Surgical techs in Colorado would be subjected to increased state regulation under a pair of bills proposed in the wake of a scandal involving a drug-addicted tech who stole fentanyl syringes and infected more than a dozen patients with hepatitis C.
State Reps. Sara Gagliardi and Debbie Benefield plan to introduce legislation that would require surgical techs to register with the state’s Department of Health and Department of Regulatory Agencies (DORA). Another measure would require healthcare facilities to report by name techs that are fired or disciplined for irresponsible behavior and check the state’s database of names to make sure potential hires haven’t been flagged because of past disciplinary actions or legal troubles.

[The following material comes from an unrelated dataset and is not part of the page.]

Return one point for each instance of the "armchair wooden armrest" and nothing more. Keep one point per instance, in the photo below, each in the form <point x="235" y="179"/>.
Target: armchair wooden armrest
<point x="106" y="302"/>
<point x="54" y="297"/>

The lawmakers were motivated to act after Kristen Diane Parker, a surgical tech who stole syringes of fentanyl while working at Rose Medical Center in Denver and Audubon Surgery Center in Colorado Springs, was sentenced on Feb. 24 to 30 years in federal prison. Ms. Parker claimed to be unaware that she was infected with hepatitis C butadmitted to replacing stolen needles with used ones she had used to get high. Her actions forced about 6,000 patients to undergo testing for the incurable disease. To date, at least 18 infections have been linked to the 27-year-old former tech.
Surgical techs are the only position on the surgical team not required by Colorado law or regulations to be competent, qualified or credentialed, says Catherine Sparkman, JD, director of government affairs for the American Association of Surgical Techs. Techs are currently required to be registered in Washington state and have title protection in Illinois, she says. In Indiana, Texas, South Carolina and Tennessee, STs must be graduates of accredited surgical technology programs and certified by a nationally accredited credentialing organization.
Tech credentialing legislation has been filed in 9 states and will be initiated in several more in 2011, according to Ms. Sparkman, who supports legislation that ensures hospitals and other healthcare facilities employ only appropriately educated and certified surgical techs.
DORA, however, released a report in January that “found no evidence of widespread competency-related harm caused by surgical technologists… the current model, where employers determine the qualifications and competencies of the surgical technologists they employ, is sufficient to protect the public health, safety and welfare.”
Rep. Gagliardi says she hopes to work with DORA and representatives from Family Voices of Colorado — the grassroots organization that requested the DORA review — to help them understand that the registry is the right thing to do. A registered nurse, she expresses outrage over Ms. Parker’s violation of the trust patients put in their caregivers and says her recklessness went against everything healthcare professionals are trained to believe in: protecting patients. “The registry,” she says, “is another safety measure to let techs know we’re watching and that stealing medication is not easy to get away with.”